As respostas caíram em duas grandes categorias:

1. O Android é difícil

Esses argumentos eram familiares: a fragmentação é uma chateação, o cenário é muito fluido, o Android não tem uma estética de design, a interface de usuário do Android é pobre. Eu acho que a falta de familiaridade com Android desempenhou um pequeno papel nessas respostas. Kitkat está anos-luz à frente da era Gingerbread, e se você ainda não experimentou o Android recentemente, vale a pena dar uma olhada. Eu não concordo muito com a afirmação de Stammy de que o Android é melhor, mas está certamente muito melhorado.

A fragmentação é, claro, a peste negra do projeto Android, e é certamente um desafio para designers e engenheiros. Mas a própria palavra reflete uma questão sutil de enquadramento. Não é difícil pensar em sinônimos positivos: fragmentação como escolha; fragmentação como diversidade.

Como os web designers têm aprendido ao longo dos últimos anos, a diversidade de dispositivos é natural, bem-vinda e gerenciável. Muitas técnicas de web design responsivo – por exemplo, layout fluido, breakpoints e independência de resolução – são princípios essenciais do projeto Android.

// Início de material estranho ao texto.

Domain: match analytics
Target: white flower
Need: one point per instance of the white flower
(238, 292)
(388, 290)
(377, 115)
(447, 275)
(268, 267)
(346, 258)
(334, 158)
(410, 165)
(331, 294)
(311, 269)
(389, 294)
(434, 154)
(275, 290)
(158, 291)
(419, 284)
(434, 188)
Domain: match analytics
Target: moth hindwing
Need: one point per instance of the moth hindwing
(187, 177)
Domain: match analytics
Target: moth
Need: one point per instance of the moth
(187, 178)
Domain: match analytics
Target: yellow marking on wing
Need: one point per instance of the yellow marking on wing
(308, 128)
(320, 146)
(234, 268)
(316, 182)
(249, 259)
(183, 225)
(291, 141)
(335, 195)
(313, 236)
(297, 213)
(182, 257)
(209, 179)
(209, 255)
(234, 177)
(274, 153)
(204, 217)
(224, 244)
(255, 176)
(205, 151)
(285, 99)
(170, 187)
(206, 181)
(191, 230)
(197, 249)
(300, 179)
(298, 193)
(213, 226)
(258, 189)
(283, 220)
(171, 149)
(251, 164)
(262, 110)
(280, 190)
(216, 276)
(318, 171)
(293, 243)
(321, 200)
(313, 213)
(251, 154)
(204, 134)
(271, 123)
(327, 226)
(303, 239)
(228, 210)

Na verdade, eles são tratados de uma forma tecnicamente mais profunda no Android do que na web.

O design do Android é realmente mais difícil do que o do iOS, na medida em que oferece menos restrições. Mas qualquer designer qualificado, com um pouco de esforço, pode lidar com isso. Minha interpretação para esta classe de respostas é a simples preguiça, e se o Android força os designers a deixar de lado uma mentalidade pixel-perfect e adotar abordagens que se adequam a um mundo diverso, então isso não é coisa ruim.

2. Os comportamentos dos usuários são diferentes

As outras respostas foram, em sua maioria, variações sobre o tema que os usuários do Android não pagam por apps, eles não têm planos de dados, você não pode rentabilizá-los com facilidade e os designers são todos usuários de iPhone e realmente não entendem os usuários do Android.

Esta classe de respostas me incomoda mais do que a primeira.

Economicamente, na melhor das hipóteses, parece uma visão pequena. Os modelos de receita para os produtos digitais são fluidos, e não pode ser um bom negócio simplesmente descartar uma base de usuários tão significativa. Os métodos adequados estão por aí: os 450 milhões de usuários mensais do WhatsApp (a maioria usa Android) estão certamente dispostos a pagar por algo que adicional valor real às suas vidas.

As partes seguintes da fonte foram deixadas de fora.